Midnight Sun will be told from Edward's point of view. After all that's been written about the abusive nature of Edward and Bella's relationship, this all feels a bit reminiscent of Suzanne Collins' forthcoming Hunger Games prequel, which will dive into the mind of the series' primary antagonist, President Snow. Snow is a psychopathic dictator, making him a bit different from Edward. Then again, Edward was perpetually tormented by a longing to tear Bella apart with his teeth. It seems we are far from finished with the endless, often oddly satisfying project of exploring the psyches of damaged, destructive, very hungry men.
Naturally, Bella and Twilight have had their own prolonged periods of feminist reclamation.

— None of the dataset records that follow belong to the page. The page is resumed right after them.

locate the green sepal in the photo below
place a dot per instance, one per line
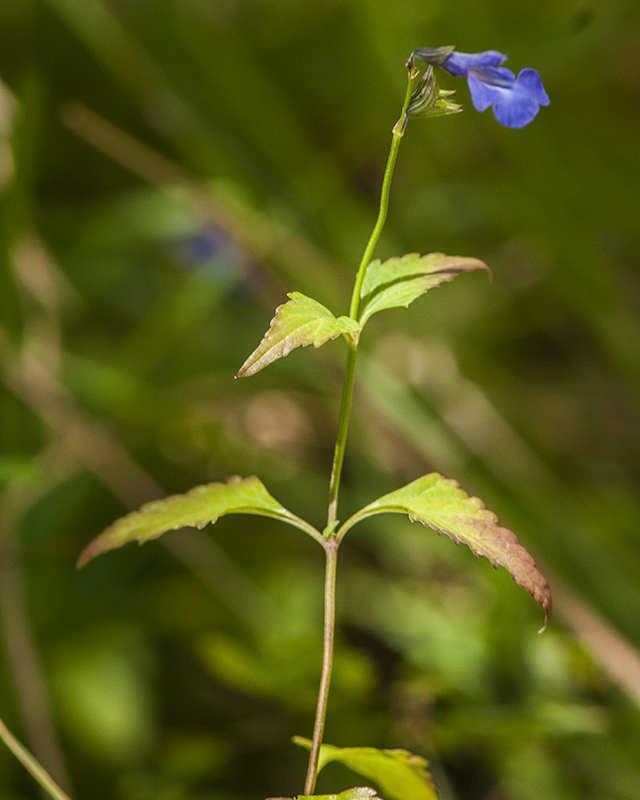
(398, 774)
(299, 322)
(196, 508)
(442, 505)
(399, 281)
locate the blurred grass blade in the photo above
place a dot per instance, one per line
(31, 765)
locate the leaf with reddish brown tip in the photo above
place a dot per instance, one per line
(399, 281)
(440, 504)
(298, 323)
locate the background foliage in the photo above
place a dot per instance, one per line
(169, 170)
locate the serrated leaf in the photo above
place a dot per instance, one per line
(298, 323)
(399, 775)
(196, 508)
(440, 504)
(400, 281)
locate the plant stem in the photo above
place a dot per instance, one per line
(331, 550)
(398, 133)
(347, 392)
(29, 762)
(331, 541)
(343, 428)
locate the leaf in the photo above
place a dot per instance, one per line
(441, 504)
(196, 508)
(359, 793)
(400, 281)
(399, 775)
(298, 323)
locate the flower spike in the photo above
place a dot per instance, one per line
(515, 101)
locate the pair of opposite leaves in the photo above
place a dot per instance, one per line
(433, 500)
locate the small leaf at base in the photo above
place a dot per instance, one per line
(298, 323)
(399, 281)
(399, 775)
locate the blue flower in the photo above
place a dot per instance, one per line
(515, 101)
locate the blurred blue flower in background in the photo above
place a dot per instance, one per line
(515, 101)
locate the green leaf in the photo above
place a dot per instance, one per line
(399, 775)
(441, 504)
(196, 508)
(298, 323)
(399, 281)
(359, 793)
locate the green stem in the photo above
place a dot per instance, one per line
(331, 550)
(331, 541)
(398, 133)
(28, 761)
(347, 392)
(343, 428)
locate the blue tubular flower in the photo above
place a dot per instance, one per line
(515, 101)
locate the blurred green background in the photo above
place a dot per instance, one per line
(169, 169)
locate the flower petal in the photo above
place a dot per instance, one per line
(461, 63)
(515, 101)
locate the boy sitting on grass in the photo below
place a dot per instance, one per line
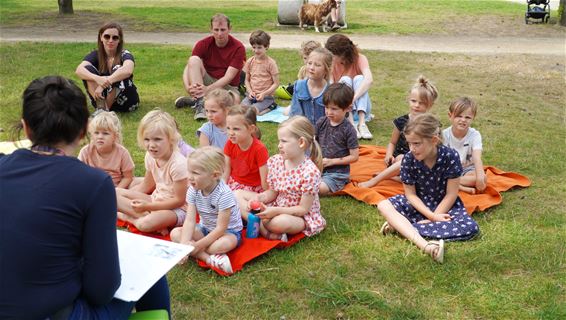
(262, 75)
(337, 138)
(467, 141)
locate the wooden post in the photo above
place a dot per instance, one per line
(562, 13)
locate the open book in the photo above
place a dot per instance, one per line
(143, 261)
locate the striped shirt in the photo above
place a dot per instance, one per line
(219, 199)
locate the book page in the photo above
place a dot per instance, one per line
(143, 261)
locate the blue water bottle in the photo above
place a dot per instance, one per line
(253, 221)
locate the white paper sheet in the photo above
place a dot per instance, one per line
(143, 261)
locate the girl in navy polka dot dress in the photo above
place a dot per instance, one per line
(430, 207)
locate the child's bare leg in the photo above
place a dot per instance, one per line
(323, 189)
(284, 223)
(398, 222)
(468, 182)
(243, 197)
(389, 172)
(222, 245)
(158, 220)
(124, 217)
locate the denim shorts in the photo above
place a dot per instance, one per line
(181, 214)
(238, 234)
(335, 181)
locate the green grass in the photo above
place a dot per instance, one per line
(512, 271)
(363, 16)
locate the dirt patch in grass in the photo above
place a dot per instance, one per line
(502, 26)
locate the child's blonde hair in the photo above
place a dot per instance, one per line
(107, 121)
(326, 60)
(301, 127)
(308, 46)
(161, 121)
(425, 90)
(249, 115)
(209, 158)
(425, 125)
(462, 104)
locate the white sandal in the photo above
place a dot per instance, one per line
(437, 255)
(386, 229)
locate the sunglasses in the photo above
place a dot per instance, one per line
(107, 37)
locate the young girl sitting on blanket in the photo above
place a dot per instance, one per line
(467, 141)
(216, 104)
(158, 202)
(306, 48)
(105, 150)
(220, 227)
(292, 199)
(421, 98)
(430, 207)
(246, 167)
(307, 93)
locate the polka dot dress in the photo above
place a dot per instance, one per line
(430, 185)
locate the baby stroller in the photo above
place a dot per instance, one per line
(537, 9)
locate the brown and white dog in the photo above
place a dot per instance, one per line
(316, 14)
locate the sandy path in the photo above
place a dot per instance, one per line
(447, 44)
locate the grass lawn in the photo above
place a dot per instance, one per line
(512, 271)
(485, 17)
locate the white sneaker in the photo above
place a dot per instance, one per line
(364, 132)
(222, 262)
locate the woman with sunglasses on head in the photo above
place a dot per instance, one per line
(58, 247)
(108, 72)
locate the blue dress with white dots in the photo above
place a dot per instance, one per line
(430, 185)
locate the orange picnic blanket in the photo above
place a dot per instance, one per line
(246, 252)
(372, 160)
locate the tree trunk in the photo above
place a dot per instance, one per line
(562, 13)
(65, 6)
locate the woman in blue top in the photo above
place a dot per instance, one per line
(108, 72)
(307, 94)
(58, 249)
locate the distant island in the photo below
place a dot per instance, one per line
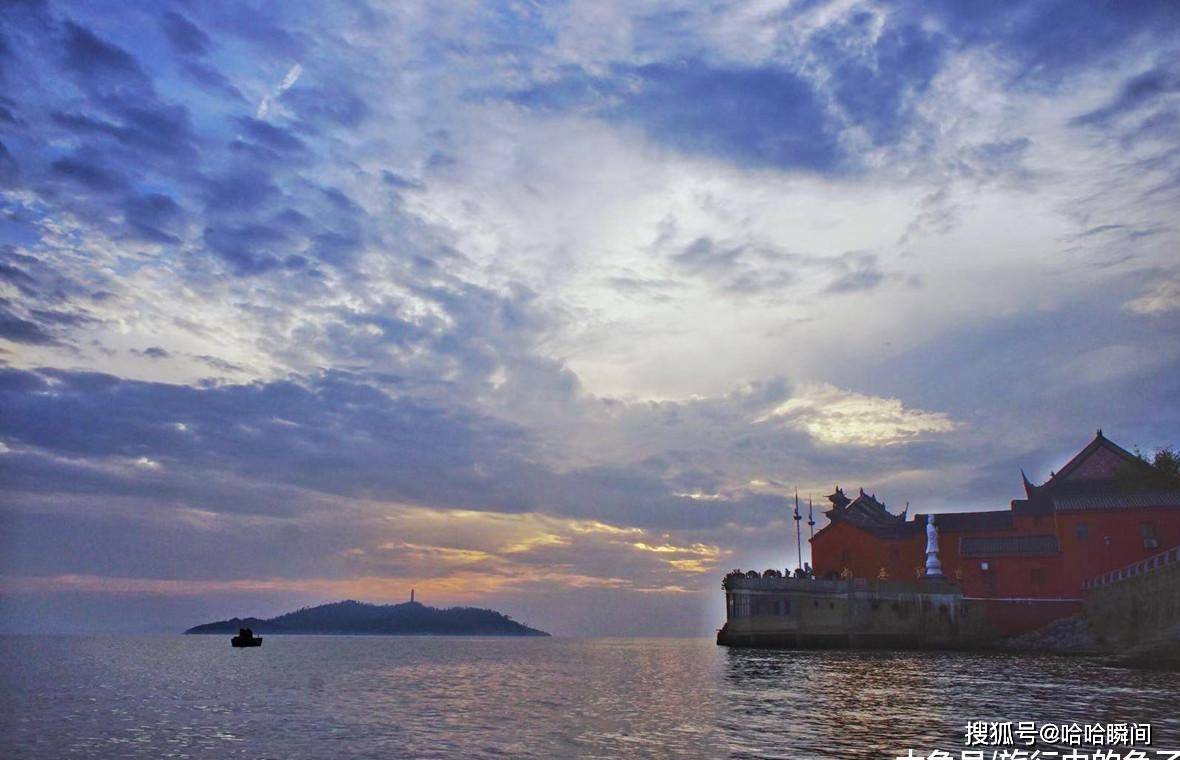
(352, 617)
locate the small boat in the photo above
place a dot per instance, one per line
(246, 637)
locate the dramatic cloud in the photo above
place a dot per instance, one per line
(554, 307)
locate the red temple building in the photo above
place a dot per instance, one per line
(1103, 510)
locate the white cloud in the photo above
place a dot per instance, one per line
(843, 418)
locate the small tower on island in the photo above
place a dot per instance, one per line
(933, 568)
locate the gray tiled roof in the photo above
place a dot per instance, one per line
(1008, 545)
(1115, 500)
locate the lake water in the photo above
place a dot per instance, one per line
(323, 696)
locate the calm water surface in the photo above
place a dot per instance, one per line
(323, 696)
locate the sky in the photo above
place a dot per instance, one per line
(554, 307)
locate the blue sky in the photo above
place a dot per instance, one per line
(551, 307)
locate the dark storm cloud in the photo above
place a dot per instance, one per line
(332, 433)
(100, 65)
(751, 116)
(1048, 39)
(187, 37)
(248, 248)
(878, 85)
(1139, 92)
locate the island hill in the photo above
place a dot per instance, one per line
(351, 617)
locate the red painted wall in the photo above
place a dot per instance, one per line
(1083, 556)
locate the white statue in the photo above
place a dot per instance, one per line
(933, 568)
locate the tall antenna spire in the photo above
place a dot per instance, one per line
(799, 539)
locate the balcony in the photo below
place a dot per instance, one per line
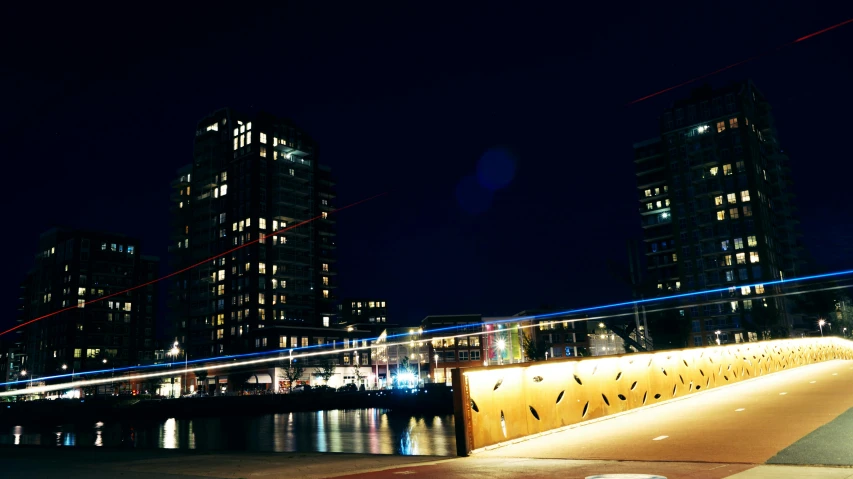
(657, 219)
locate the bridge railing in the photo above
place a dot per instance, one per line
(500, 404)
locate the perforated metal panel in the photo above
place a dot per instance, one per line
(513, 401)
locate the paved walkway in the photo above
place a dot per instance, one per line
(773, 427)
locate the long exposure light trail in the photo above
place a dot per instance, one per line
(261, 237)
(301, 351)
(728, 67)
(297, 357)
(513, 319)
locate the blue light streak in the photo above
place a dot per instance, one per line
(513, 319)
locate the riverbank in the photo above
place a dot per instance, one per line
(432, 401)
(23, 462)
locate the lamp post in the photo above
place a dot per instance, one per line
(174, 353)
(24, 375)
(435, 374)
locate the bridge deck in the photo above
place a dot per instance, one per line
(745, 423)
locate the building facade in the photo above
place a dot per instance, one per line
(717, 212)
(78, 275)
(368, 314)
(253, 213)
(448, 352)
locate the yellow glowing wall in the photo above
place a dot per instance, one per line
(501, 403)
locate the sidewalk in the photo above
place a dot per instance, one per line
(26, 463)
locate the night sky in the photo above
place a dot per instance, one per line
(100, 108)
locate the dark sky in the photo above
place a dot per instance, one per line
(99, 109)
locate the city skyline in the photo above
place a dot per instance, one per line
(422, 228)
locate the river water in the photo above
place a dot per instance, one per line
(369, 431)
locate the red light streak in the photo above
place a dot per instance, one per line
(175, 273)
(806, 37)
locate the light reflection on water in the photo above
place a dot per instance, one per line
(370, 431)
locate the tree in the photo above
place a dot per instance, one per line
(293, 372)
(326, 371)
(238, 379)
(356, 371)
(201, 377)
(404, 372)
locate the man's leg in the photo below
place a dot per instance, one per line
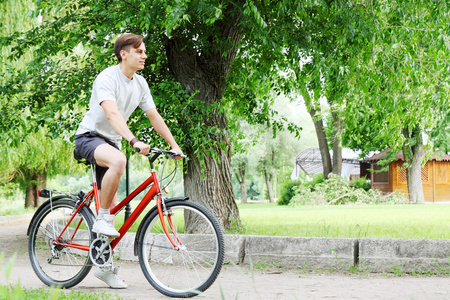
(109, 157)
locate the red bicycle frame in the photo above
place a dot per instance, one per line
(155, 190)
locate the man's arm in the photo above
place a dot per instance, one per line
(161, 128)
(118, 123)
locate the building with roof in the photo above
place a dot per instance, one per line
(435, 176)
(309, 161)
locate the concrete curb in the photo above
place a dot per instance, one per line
(371, 255)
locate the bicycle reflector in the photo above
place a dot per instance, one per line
(44, 193)
(166, 189)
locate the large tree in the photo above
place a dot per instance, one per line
(192, 46)
(400, 89)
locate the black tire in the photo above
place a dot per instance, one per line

Twilight did create a new demographic of moviegoing young women, kickstarting a wave of empowering (whatever that means) fantasy series like Divergent and of course, Hunger Games. Similarly, Fifty Shades was flawed in its depiction of BDSM, but just as Twilight fueled rich teenage lust, E. L. James' series awoke a whole generation of mothers to their repressed kinkiness. If Twilight wasn't empowering, it was an awakening for a lot of young girls—an awakening to lust, to imagination, to creativity (in the fanfiction sphere), even to queerness. If it ended in regret and renunciation, well, isn't that to be expected?
Maybe the last word should be left to Kristen Stewart, AKA Bella herself. "Anybody who wants to talk sh*t about Twilight, I completely get it," she said in an Interview Magazine discussion with Patti Smith. "But there's something there that I'm endlessly, and to this day, f*cking proud of. My memory of it felt – still feels – really good." It seems some things truly do last forever.